Keywords

1 Introduction

The idea of CR addresses the intersection of personal wireless technology and computational intelligence [1]. The term itself refers to the radio devices that are capable of learning and adapting to their environment. After the agile development in the field of wireless communication, the number of devices used in a wireless spectrum has tremendously increased. This has led to a scarcity problem in the available spectrum. CRs was designed to mitigate the problem of scarcity by improving the utilization of the spectrum, by providing the unlicensed users opportunistic spectrum access. This also solves the under-utilization of the spectrum in some frequency bands. In order to perform cognitive tasks, the CR should be aware of its RF environment. It should sense its surroundings and identify all types of RF activities.

Spectrum sensing is a technique by which the CRs learn about its environment. It helps the CR to obtain opportunities for spectrum access and also allows Secondary User (SU) to share the licensed spectrum of Primary User (PU) provided that PU is not subject to interference. Thus, spectrum sensing was considered as a primary function of any CR [2].

Apart from regular spectrum sensing techniques like a matched filter, energy detection, cyclostationary feature detection, etc., which sense the spectrum efficiently, this work deals in applying machine learning algorithms to CRs spectrum sensing which eventually increases the precision of the sensing [3]. The applied algorithm using residual learning creates a classifier model that trains and is capable of classifying the Primary User’s (PU) transmission pattern into 10 different classes of patterns.

1.1 Problem Description

  • CRs can sense the PU transmission pattern and can occupy the spectrum such that there is no potential interference.

  • Existing spectrum sensing techniques, even though efficient and robust, can be replaced by machine learning-based spectrum sensing techniques.

  • In this paper, a 2-layer CNN model is compared with the residual learning technique (ResNet-50) with transferable weights, to have a better detection.

The following section gives a brief description of the dataset used.
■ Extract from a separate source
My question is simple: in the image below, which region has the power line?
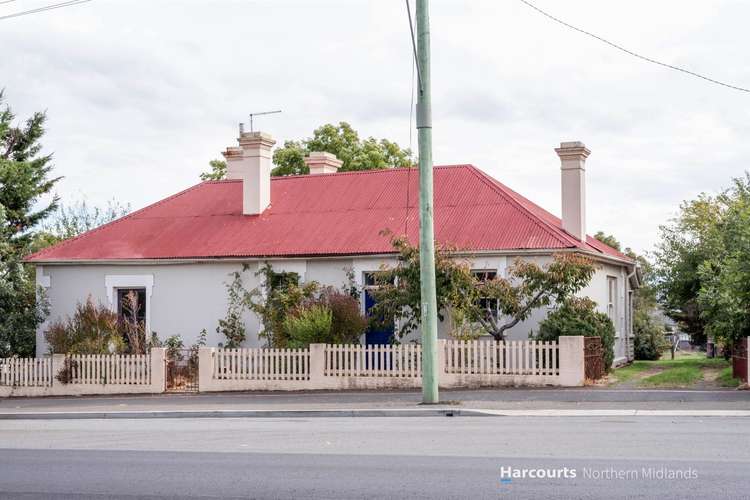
[520,0,750,93]
[0,0,91,21]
Section 3 comprehensively explains the system model used in this work followed by the its performance analysis in Sect. 4. Section 5 summaries the paper and takes it into further discussions.

2 Description of the Dataset

The dataset used in this paper is obtained from [4] with appropriate licenses. As described in [4], the spectrograms characterize the PU’s scenarios into different classes. Spectrograms are visual representations of frequencies of the signal as it varies with time. The spectrogram images are used as inputs for the CNN models in this paper. The images are a 64 × 64 greyscale images.

Figure 1 shows a sample image of the obtained dataset. Each spectrogram covers 4 channels for 50 ms with a bandwidth of 10 MHz (4 × 2.5 MHz channels) to assess the spectrum occupancy of each channel. The dataset obtained was divided into 10 mutually exclusive classes each class containing approximately 8000 training and 2000 testing images.

Fig. 1
figure 1

Sample image of the dataset

From the complete collection of 89,000 spectrograms, 25,000 spectrograms were labeled by one of the authors. Note that human-applied labels are unverified, and based on subjective visual interpretation, as we did not have access to measurement methods.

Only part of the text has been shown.